Dos à la mer ou l’énigme

Citoyens, milieux d’affaires, communauté internationale… Le Togo est sur le qui-vive. La fracture entre partisans et adversaires du pouvoir de Lomé reste béante. A quelques jours des nouvelles manifestations de l’opposition prévues les 7, 8 et 9 novembre prochains, il y a de l’eau dans le gaz. Dernier fait en date, l’opération « dos à la mer » lancée par Tikpi Atchadam.

Nul ne l’a vu venir. Comme un loup, il s’est introduit dans la bergerie. Depuis, la tension monte. Tikpi Atchadam, président national du Parti national panafricain (PNP) dérange sérieusement. Après les manifestations de la colère, de la résistance, l’anthropologue et juriste de formation évoque, depuis sa cachette, l’opération « dos à la mer ».

Dans un message audio diffusé sur les réseaux sociaux, Tikpi Atchadam appelle le peuple à entretenir la flamme de la contestation.

« (…) Nous tenons à présenter nos condoléances les plus sincères aux familles des patriotes tombés au combat pour la libération de notre pays. Aux blessés, nous souhaitons un prompt rétablissement. Nous exprimons notre soutien aux détenus de l’arbitraire, et à ceux qui sont encore dans les champs, sans oublier nos compatriotes réfugiés dans les Etats voisins. (…) Le caractère atypique de la gouvernance au Togo explique l’incompréhension entre le peuple togolais martyr et le reste du monde. Mais depuis le 19 août 2017, le monde entier se fait une opinion propre sur la gouvernance en cours dans notre pays depuis 1963. Nous tenons à remercier les chefs d’Etat africains et les personnalités pour toutes les initiatives et les efforts qu’ils ne cessent de déployer en vue de sortir le Togo de cette crise qui perdure. (…) Il doit être clair pour chacun de nous que le combat actuel pour la liberté, la justice et la prospérité est, avant tout, un combat de la jeunesse togolaise et de la jeunesse africaine », laisse entendre Tikpi Atchadam.
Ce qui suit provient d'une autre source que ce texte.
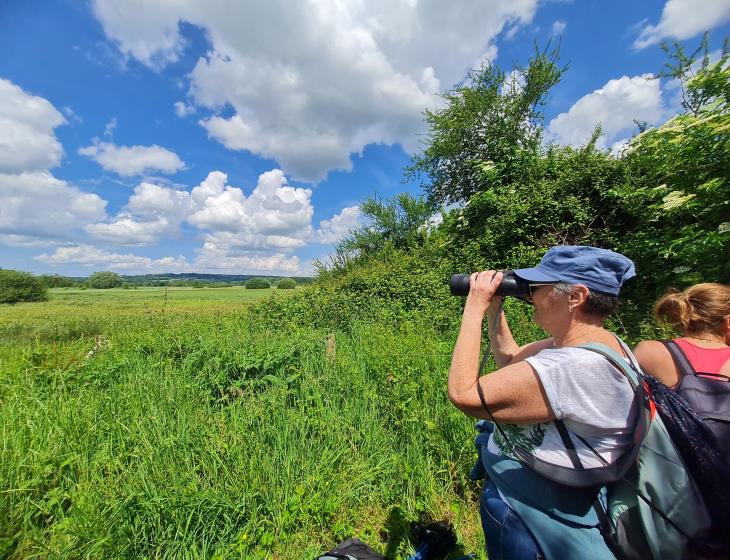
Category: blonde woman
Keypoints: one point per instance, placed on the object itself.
(697, 363)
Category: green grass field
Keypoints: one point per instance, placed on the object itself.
(174, 423)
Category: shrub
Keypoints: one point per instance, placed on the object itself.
(18, 286)
(104, 280)
(56, 281)
(287, 284)
(258, 284)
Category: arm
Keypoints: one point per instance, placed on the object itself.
(513, 393)
(655, 359)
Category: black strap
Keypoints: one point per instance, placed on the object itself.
(604, 524)
(684, 366)
(569, 445)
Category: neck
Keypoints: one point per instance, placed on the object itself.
(578, 333)
(706, 337)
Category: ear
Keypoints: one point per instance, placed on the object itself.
(578, 297)
(725, 326)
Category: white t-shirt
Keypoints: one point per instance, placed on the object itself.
(590, 396)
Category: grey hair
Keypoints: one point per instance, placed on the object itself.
(600, 305)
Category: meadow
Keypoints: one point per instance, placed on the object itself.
(197, 423)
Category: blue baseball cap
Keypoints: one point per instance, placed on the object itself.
(600, 270)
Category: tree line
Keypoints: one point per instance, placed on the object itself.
(17, 286)
(503, 194)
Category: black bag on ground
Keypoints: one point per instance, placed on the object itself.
(351, 549)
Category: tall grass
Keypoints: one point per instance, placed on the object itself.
(197, 430)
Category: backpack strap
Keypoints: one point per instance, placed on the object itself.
(684, 366)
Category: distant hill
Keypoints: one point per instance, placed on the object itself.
(188, 277)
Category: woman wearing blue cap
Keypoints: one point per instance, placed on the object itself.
(573, 289)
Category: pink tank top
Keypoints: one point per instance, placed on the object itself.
(705, 360)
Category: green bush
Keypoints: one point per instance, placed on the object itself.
(56, 281)
(258, 284)
(18, 286)
(287, 284)
(104, 280)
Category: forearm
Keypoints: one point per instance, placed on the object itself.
(503, 345)
(465, 360)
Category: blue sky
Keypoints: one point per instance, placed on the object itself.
(240, 137)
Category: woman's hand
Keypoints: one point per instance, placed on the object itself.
(482, 286)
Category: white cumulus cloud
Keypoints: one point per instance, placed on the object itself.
(273, 208)
(27, 141)
(338, 226)
(90, 256)
(183, 110)
(614, 106)
(683, 19)
(559, 27)
(38, 205)
(313, 82)
(133, 160)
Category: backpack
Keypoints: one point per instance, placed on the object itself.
(707, 393)
(653, 507)
(351, 549)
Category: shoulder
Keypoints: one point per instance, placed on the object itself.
(651, 353)
(567, 362)
(565, 356)
(655, 359)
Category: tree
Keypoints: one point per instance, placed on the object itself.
(286, 284)
(18, 286)
(258, 284)
(489, 132)
(679, 182)
(400, 222)
(56, 281)
(104, 280)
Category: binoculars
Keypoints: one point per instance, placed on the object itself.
(510, 285)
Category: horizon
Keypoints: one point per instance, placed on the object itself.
(201, 139)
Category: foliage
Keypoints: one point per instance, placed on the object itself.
(104, 280)
(209, 429)
(489, 133)
(57, 281)
(678, 187)
(258, 284)
(569, 200)
(400, 222)
(286, 284)
(16, 286)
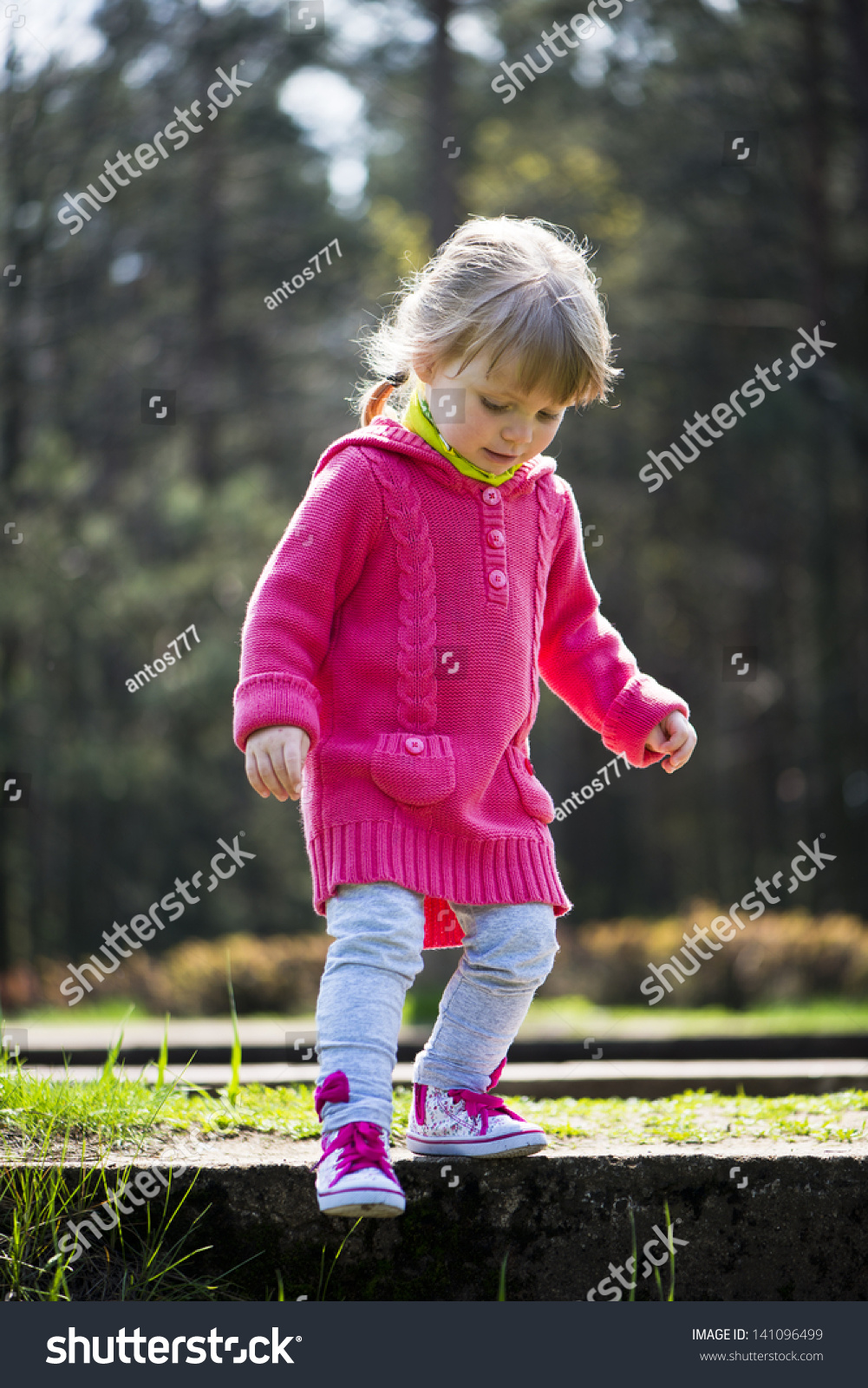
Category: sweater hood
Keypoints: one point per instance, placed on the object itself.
(386, 435)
« (…) Je pense sincèrement que l’opération dos à la mer qui consiste pour la jeunesse africaine à prendre position sur tout le pourtour du continent, dos à la mer, et face à l’intérieur du continent, pour détruire les dernières passions de la dictature et poser les bases d’une Afrique digne et respectée peut commencer par le Togo. La jeunesse africaine est en train d’en faire la démonstration aujourd’hui à l’occasion de la lutte pour la libération du Togo de la dictature cinquantenaire. (…) Les 7, 8 et 9 novembre 2017, il y aura marche sur l’ensemble du territoire national togolais. A cet égard, nous réaffirmons le caractère pacifique des marches. Nous sommes réconfortés dans notre choix en faveur de la non-violence et les résultats sont concrets et tangibles (…) », indique le président national du Parti national panafricain (PNP).

Dans certains milieux, l’opération « dos à la mer » dont parle Tikpi Atchadam est passée au crible. Beaucoup continuent de se poser des questions. «  De qui s’agit-il ? Que nous réservent les prochaines manifestations ? », s’interroge Komlan Afatchao, enseignant dans un établissement scolaire. « Il est vrai que cette opération relève de l’inconnu. Et ça fait planer la peur sur le pays. Personne ne sait dans quelle ambiance auront lieu les prochaines manifestations », renchérit François Ativon, chef d’entreprise.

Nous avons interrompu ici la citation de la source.